Wildenrath Today
The former RAF Wildenrath is now much reduced in size. It is now an amalgamation with the nearby former RAF Bruggen, now Javelin Barracks/Elmpt Station. The domestic site is now predominantly military. It is a community housing estate for both the Joint Headquarters for NATO, and Javelin Barracks/Elmpt Station. A very small part of the runway still exists, however, much of it is overgrown. Unlike other former RAF airbases in Germany (such as Airport Weeze, previously named Niederrhein), it was not turned into a civilian commercial airport. Of the technical site, virtually all but one of the bigger buildings are now knocked down. The station itself still has a NAAFI but more reduced in size; and now moved to where the YWCA had previously been. The Astra cinema was knocked down in late 2005. The community has a youth club, hair dresses, Pub/Club/Bar venue, Library. Until 2006, a YWCA Shop and Cafe existed; but this has now been removed as the YWCA has left the forces community.

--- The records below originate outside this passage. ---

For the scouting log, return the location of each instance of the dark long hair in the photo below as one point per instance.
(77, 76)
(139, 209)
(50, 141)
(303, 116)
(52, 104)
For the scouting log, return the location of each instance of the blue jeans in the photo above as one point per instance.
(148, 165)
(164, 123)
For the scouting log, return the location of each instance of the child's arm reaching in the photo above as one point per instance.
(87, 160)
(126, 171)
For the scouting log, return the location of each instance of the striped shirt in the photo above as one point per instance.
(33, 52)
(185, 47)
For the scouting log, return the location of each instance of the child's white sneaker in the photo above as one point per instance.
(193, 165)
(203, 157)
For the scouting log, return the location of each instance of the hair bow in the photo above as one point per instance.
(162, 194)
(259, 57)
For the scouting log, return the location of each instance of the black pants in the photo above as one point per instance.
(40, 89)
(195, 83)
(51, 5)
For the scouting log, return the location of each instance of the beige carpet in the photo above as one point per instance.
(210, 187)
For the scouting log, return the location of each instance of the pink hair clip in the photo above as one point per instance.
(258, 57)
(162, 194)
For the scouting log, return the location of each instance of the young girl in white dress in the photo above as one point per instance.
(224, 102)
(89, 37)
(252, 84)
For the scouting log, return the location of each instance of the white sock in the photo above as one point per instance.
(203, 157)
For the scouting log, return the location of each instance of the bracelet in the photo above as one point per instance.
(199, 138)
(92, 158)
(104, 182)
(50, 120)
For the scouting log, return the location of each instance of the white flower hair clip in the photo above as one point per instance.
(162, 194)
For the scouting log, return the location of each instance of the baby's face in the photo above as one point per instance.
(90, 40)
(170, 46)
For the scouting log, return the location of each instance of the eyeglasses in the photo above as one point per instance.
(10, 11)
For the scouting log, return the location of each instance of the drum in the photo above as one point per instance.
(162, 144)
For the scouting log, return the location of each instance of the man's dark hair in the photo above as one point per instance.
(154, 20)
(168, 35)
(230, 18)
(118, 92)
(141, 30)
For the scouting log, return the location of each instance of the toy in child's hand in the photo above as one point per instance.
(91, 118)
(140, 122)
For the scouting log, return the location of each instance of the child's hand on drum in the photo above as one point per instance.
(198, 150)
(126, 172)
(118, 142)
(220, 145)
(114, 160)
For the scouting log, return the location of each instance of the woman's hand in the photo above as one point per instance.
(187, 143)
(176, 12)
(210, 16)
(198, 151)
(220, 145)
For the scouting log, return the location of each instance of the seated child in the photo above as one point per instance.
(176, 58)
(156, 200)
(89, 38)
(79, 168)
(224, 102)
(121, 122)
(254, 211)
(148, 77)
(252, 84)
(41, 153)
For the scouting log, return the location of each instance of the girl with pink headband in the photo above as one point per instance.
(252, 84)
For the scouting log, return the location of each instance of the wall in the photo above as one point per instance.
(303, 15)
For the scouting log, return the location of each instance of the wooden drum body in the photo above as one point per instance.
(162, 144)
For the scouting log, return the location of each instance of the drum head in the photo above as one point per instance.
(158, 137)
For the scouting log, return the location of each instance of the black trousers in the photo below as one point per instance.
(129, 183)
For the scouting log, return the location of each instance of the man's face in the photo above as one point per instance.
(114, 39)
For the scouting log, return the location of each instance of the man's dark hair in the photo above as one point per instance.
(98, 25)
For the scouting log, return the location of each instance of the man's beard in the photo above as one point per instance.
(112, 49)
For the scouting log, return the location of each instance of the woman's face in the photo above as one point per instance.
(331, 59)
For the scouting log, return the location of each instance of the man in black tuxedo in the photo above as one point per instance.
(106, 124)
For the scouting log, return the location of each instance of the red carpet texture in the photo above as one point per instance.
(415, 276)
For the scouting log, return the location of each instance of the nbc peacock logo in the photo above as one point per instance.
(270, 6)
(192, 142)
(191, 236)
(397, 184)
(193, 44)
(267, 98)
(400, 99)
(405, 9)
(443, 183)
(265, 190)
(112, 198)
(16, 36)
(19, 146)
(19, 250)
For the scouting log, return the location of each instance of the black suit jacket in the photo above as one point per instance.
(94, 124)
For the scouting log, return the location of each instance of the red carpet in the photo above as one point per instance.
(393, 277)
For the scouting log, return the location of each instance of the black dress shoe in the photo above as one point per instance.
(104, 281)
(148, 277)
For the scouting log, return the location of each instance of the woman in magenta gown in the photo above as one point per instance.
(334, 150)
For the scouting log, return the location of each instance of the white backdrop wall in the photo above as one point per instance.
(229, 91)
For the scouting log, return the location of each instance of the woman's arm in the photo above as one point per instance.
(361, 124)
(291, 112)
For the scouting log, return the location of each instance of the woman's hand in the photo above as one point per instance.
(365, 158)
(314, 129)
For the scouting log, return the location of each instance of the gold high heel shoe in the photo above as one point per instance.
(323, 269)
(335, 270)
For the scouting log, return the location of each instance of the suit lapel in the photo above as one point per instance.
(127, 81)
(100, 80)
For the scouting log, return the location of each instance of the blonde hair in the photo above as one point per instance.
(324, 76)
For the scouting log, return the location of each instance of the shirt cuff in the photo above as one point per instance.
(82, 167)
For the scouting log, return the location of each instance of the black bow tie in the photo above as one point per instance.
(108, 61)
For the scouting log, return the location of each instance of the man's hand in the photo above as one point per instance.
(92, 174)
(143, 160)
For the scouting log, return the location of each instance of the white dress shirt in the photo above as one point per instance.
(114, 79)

The original airfield site and immediate environs are now used by Siemens AG under their Transportation and Automotive business arm (Siemens Mobility), as their railway testing centre; known as the Test- and Validationcenter Wegberg-Wildenrath. By 2007, the railway test tracks have taken over considerable areas of the airfield. All but the western threshold and overrun of the runway has been obliterated, and the eastern runway threshold is now a Golf course, rather than the site of Bloodhound surface to air missiles. The north-east dispersal is completely taken over by sidings, workshops and shunting loops. Of the southern dispersals, the central and eastern are bisected by the main railway oval test track. As of January 2008, only the south western dispersal and Hardened Aircraft Shelters remain, but these have now since all been removed, with the surviving taxiways being used for recreational purposes by the local civilian residents.